His family intervened, and forced Williams into rehab in 2006. “It was not an intervention so much as an ultimatum, ” he told Parade. “Everyone kind of said, ‘You’ve got to do this.’ And I went, ‘Yeah, you’re right.’”

Williams’ third wife, graphic designer Susan Schneider, released this statement following her husband’s death:

“This morning, I lost my husband and my best friend, while the world lost one of its most beloved artists and beautiful human beings. I am utterly heartbroken. On behalf of Robin’s family, we are asking for privacy during our time of profound grief. As he is remembered, it is our hope the focus will not be on Robin’s death, but on the countless moments of joy and laughter he gave to millions.”

The Marin County Sheriff’s Office Coroner Division released this statement:

On August 11, 2014, at approximately 11:55 a m, Marin County Communications received a 9-1-1 telephone call reporting a male adult had been located unconscious and not breathing inside his residence in unincorporated Tiburon, CA. The Sheriff’s Office, as well as the Tiburon Fire Department and Southern Marin Fire Protection District were dispatched to the incident with emergency personnel arriving on scene at 12:00 pm.
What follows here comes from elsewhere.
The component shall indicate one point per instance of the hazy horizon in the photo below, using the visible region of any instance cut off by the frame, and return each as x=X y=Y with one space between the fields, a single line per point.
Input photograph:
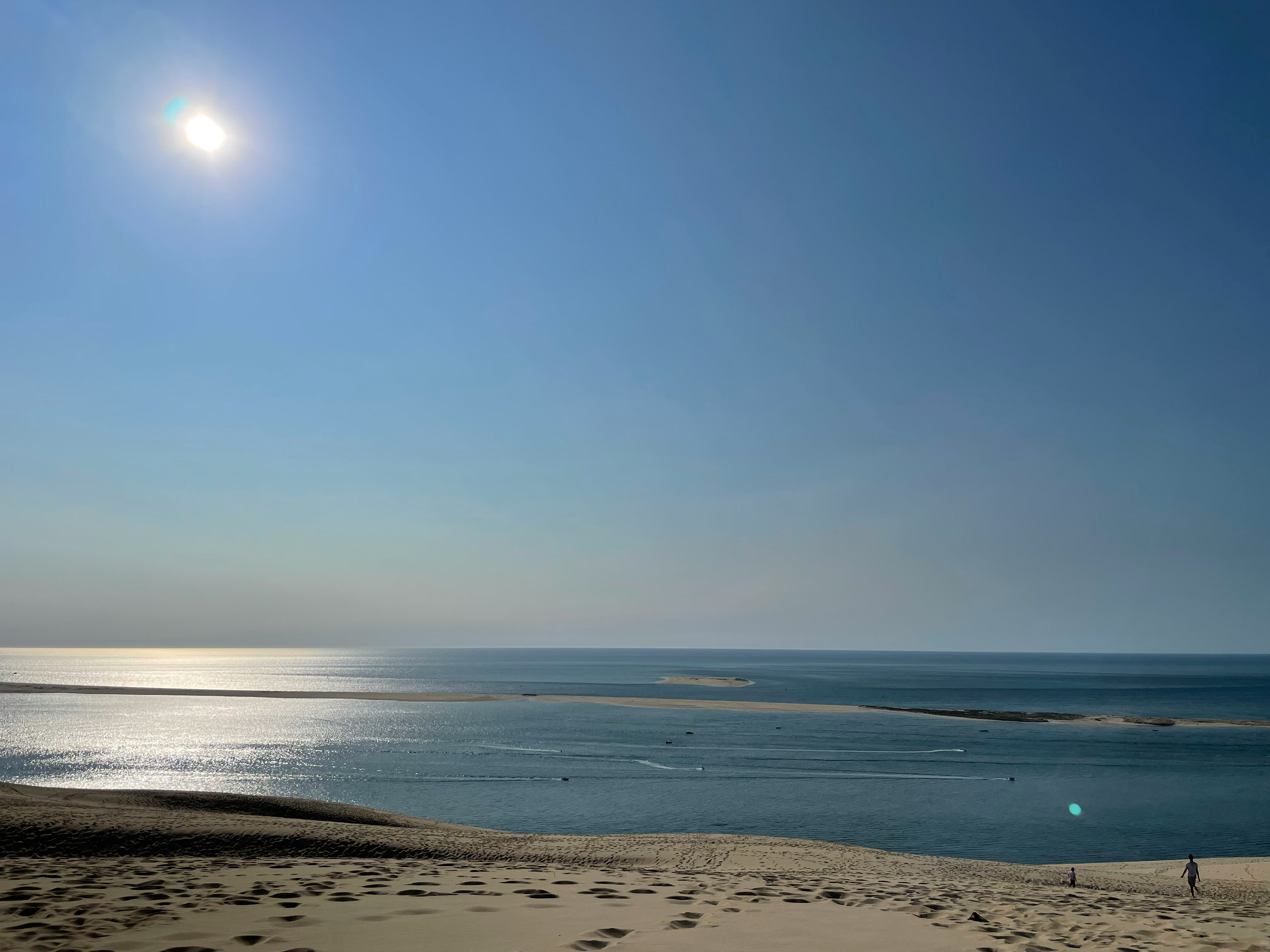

The male subject, pronounced deceased at 12:02 pm has been identified as Robin McLaurin Williams, a 63 year old resident of unincorporated Tiburon, CA.

An investigation into the cause, manner, and circumstances of the death is currently underway by the Investigations and Coroner Division s of the Sheriff’s Office. Preliminary information developed during the investigation indicates Mr. Williams was last seen alive at his residence, where he resides with his wife, at approximately 10:00 pm on August 10, 2014. Mr. Williams was located this morning shortly before the 9-1-1
call was placed to Marin County Communications. At this time, the Sheriff’s Office Coroner Division suspects the death to be a suicide due to asphyxia, but a comprehensive investigation must be completed before a final determination is made. A forensic examination is currently scheduled for August 12, 2014 with subsequent toxicology testing to be conducted.

Asphyxia or asphyxiation is a condition of severely deficient supply of oxygen to the body, usually from choking. There are many circumstances that can induce asphyxia, all of which are characterized by an inability of an individual to acquire sufficient oxygen through breathing for an extended period of time, resulting in coma or death. Hanging, specifically suspension or short drop hanging, is a suicide method that results in asphyxia.

Erotic asphyxiation or breath control play is the intentional restriction of oxygen to the brain for sexual arousal.

In World’s Greatest Dad, a 2009 black comedy written and directed by Bobcat Goldthwait and starring Robin Williams, Daryl Sabara, and Alexie Gilmore, Lance Clayton (Robin Williams) discovers in horror that his son Kyle (Sabara) has accidentally strangled himself in an autoerotic asphyxiation accident in his bedroom, looking at a picture of Claire (Gilmore)’s underwear. To avoid embarrassing his son and himself, the Williams character stages his son’s death as an intentional suicide.